Restarting or Resuming the Pipeline

The pipeline can be killed (via ./killJobs.sh) and re-run from the start at any point. However, this is not always necessary. The pipeline is generally not designed to run twice within the same directory, since CASA will complain the files already exist. However, the pipeline can be resumed by skipping certain steps, achieved by editing the scripts parameter in your config file and removing the steps that have already been run.

As the hidden config (.config.tmp) is updated during your pipeline run, you may first wish to check the differences (e.g. with diff myconfig.txt .config.tmp) and update your config accordingly. For example, the vis or reference antennas (and bad antennas) may have been updated. If you remove the partition step, and you have nspw > 1, the pipeline will attempt to update the config files in your SPW directories by updating the vis to the partitioned (M)MS.

Particular care should also be taken in cases where a job crashed during writing to a column of your (M)MS (e.g. during flagging, applying, or setjy), to ensure the data are not corrupted. Checking the logs should reveal which step was being run, and if the job crashed while writing to the column, it is best to remove that (M)MS and re-run the relevant steps (or if necessary, wipe everything in your working directory and restart the pipeline). Similar care must be taken during steps where a new product was being written (e.g. partition, split, concat, or any of the imaging jobs). In such cases, it is best to remove the incomplete product(s) and re-run that step (and the subsequent ones). For example, if an imaging step crashed, remove the image products, patch any bugs that may have caused the crash (by correcting your config, or editing the script for that step), and re-run that step (and subsequent ones). Or if a split step crashed, remove the incomplete (M)MS, patch any bugs, and re-run.

There are a few steps within the pipeline that only need to be run once for a given dataset. For datasets that have already been through the default pipeline, the solutions from xx_yy_solve (or xy_yx_solve) have been written to the caltables directory (renamed to caltables_round1 if a 2nd round is written, which is then written to caltables), which will automatically be applied during running xx_yy_apply (or xy_yx_apply). Simlarly, if calcrefant=True and the calc_refant.py script was included, the reference antenna and list of bad antennas would have been calculated, and can be found in ant_stats.txt (and logs/calc_refant-*.err). These can be written in your new config file (e.g. check .config.tmp), where you can now set calcrefant=False.

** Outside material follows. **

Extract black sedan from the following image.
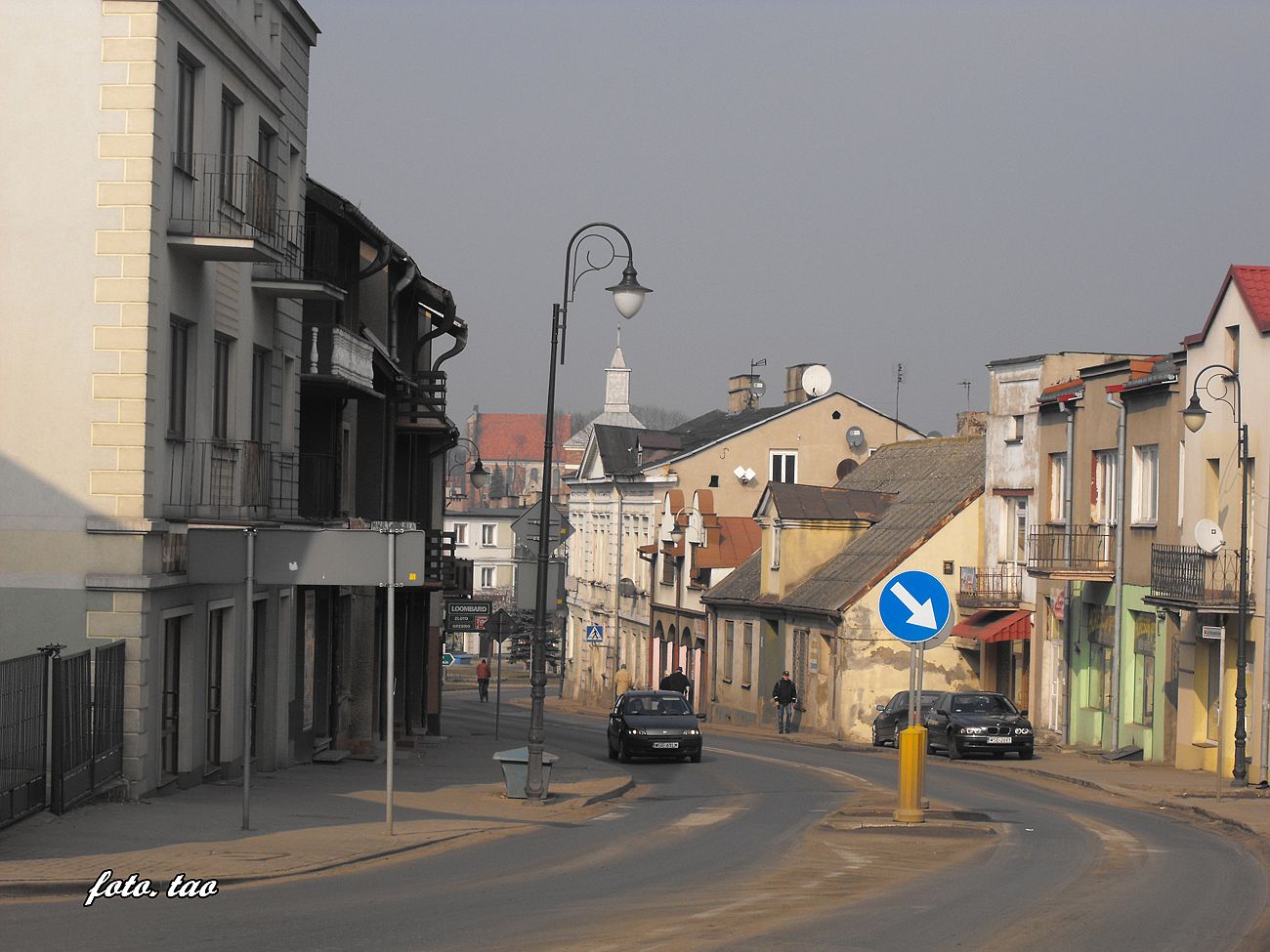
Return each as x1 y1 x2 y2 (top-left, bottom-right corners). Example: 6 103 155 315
872 690 943 748
609 690 706 765
924 690 1036 761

Other than editing the scripts parameter, users can run any selected parts of the pipeline by passing scripts in via the command-line arguments (see above). Users can also manually submit sbatch jobs corresponding to certain steps within the pipeline, although this will not be captured by the pipeline infrastructure, such as the bash jobScripts: summary.sh, killJobs.sh, etc.

Spectral line pre-processing

One advanced use case is to process continuum data at lower spectral resolution (e.g. 1k / 1024 channels), and apply that calibration to higher spectral-resolution data (e.g. 32k / 32,768 channels). There are several ways to do this, and an optimal method is to partition and fully calibrate a 1k copy of your data, and then partition a separate 32k copy. You can then use your fresh 32k copy to re-run bandpass calibration, apply your (cross-calibration and self-calibration) solutions, predict to the model column (based on your 1k images), and flag on the RESIDUAL column. This is achievable by “tricking” the pipeline into doing so by renaming or moving your previous (M)MSs, and partitioning out a fresh 32k copy with the same default names (and then replacing your bandpass caltable with a 32k bandpass solution). However, there are a few quirky steps involved in doing this, so please get in touch with us at ilifu Support to ask about doing this.

Once your 32k data are calibrated, and have valid model and corrected data colums, a simple uvsub call can be made to subtract the continuum model from your data, and then a uvcontsub call with your preferred parameters can be run in parallel mode with casampi.